Case ID: la-ann_5/html/0304-01.html
Source: Caselaw Access Project
Author: {"author": "Preston, J.", "license": "Public Domain", "url": "https://static.case.law/"}
Date Created: 2024-08-24T03:29:51.129683

Succession of U. B. Pehan.
    By tlie act of 2'6th of March, 1842, an executor is bound to pay over to tlie Treasurer of the State the amount of the tax imposed on foreign heirs, legatees, ¿te., and will not be discharged from so doing by showing that he has appropriated the money to other purposes. Execution may issue against him on a judgment upon a rule taken against him in behalf of the State Treasurer.
    APPEAL from the Third District Court of New Orleans, Kennedy, S.
    
    
      H. Griffon and W. W. King, for plaintiff.
    
      L. Castera, for defendant.
   The judgment of the court was pronounced by

Preston, J.

On the 13th of June, 1849, judgment was -signed homologating, after amendment, the account and tableau of distribution filed by Hypolite Gilly, the testamentary executor of the deceased.

A claim of the State for the tax of ten per cent on the amount due to foreign heirs and legatees, imposed by the 4th section of an act approved the 26th of March, 1842, was fixed by the judgment at thirteen hundred dollars, was allowed, and indeed declared, to be a privileged debt upon the estate on the motion of the attorney of the executor of the will.

On the 26th of October, 1849, an attorney of the State Treasurer took a rule on the executor to show cause why a writ of fieri facias should not issue against him personally for the amount of the claim of the State of Louisiana, which he alleged the executor refused to pay. The rule was made absolute, on proving that the claim had been demanded from the executor without success. And from the judgment to that effect, signed on 25th of November, 1849, the present appeal has been taken.

The judgment homologating the tableau of distribution and account of the executor was rendered on the motion of the executor’s counsel. It was not necessary therefore that he should have been notified of it.

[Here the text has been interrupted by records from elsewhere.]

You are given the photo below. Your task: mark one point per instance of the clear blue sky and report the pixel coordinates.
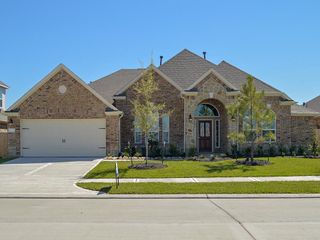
(277, 41)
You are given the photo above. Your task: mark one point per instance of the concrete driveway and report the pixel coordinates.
(43, 176)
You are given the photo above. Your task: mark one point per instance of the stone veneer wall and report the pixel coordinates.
(211, 89)
(167, 94)
(76, 103)
(283, 120)
(14, 136)
(302, 129)
(113, 135)
(48, 103)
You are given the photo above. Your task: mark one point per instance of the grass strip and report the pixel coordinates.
(206, 188)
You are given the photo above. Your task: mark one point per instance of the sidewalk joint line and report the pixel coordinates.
(233, 217)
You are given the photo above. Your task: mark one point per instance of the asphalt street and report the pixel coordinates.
(160, 219)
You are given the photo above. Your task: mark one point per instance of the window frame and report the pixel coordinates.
(162, 129)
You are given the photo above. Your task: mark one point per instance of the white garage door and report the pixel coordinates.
(63, 137)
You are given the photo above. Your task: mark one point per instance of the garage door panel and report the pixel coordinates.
(63, 137)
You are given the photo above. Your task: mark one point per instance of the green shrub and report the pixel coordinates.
(173, 150)
(293, 150)
(192, 152)
(259, 150)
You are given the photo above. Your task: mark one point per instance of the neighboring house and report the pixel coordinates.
(314, 104)
(3, 118)
(63, 116)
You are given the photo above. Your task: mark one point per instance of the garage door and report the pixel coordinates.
(63, 137)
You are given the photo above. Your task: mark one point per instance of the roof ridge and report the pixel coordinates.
(223, 61)
(109, 75)
(192, 53)
(313, 99)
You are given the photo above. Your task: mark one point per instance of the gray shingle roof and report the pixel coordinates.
(111, 84)
(3, 118)
(302, 110)
(185, 68)
(2, 84)
(314, 103)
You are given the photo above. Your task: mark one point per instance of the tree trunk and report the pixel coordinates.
(252, 152)
(147, 149)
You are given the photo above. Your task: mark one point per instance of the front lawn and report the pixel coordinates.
(3, 160)
(280, 166)
(205, 188)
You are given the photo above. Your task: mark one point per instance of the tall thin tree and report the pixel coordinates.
(145, 110)
(251, 107)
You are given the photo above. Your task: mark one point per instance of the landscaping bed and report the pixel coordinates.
(206, 188)
(279, 166)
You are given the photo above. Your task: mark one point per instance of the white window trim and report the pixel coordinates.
(216, 142)
(162, 131)
(135, 137)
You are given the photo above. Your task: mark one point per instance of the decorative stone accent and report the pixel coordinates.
(14, 137)
(210, 90)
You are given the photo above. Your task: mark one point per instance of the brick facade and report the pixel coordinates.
(76, 103)
(48, 103)
(173, 101)
(302, 129)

The act of 1842 bound the executor to retain in his hands and pay over into the treasury himself the amount of the tax imposed by the act. See also the case of the Succession of George, 4th Ann. 224. He had in his hands, as appeared by his account, $6028 14. All the debts and charges against the estate, including that of the State, amounted to less than that sum. The executor erred in paying legacies to the amount of $2750 before paying the tax due to the State; and as to the State, the-money is to be considered in his hands. The articles 993 and 1057 of the Code of Practice authorised an execution against him personally for his failure, after legal demand made, to pay the claim of the State established by the judgment homologating his tableau and account.

The execution was properly ordered by the district court, and its judgment is affirmed, with costs in both courts.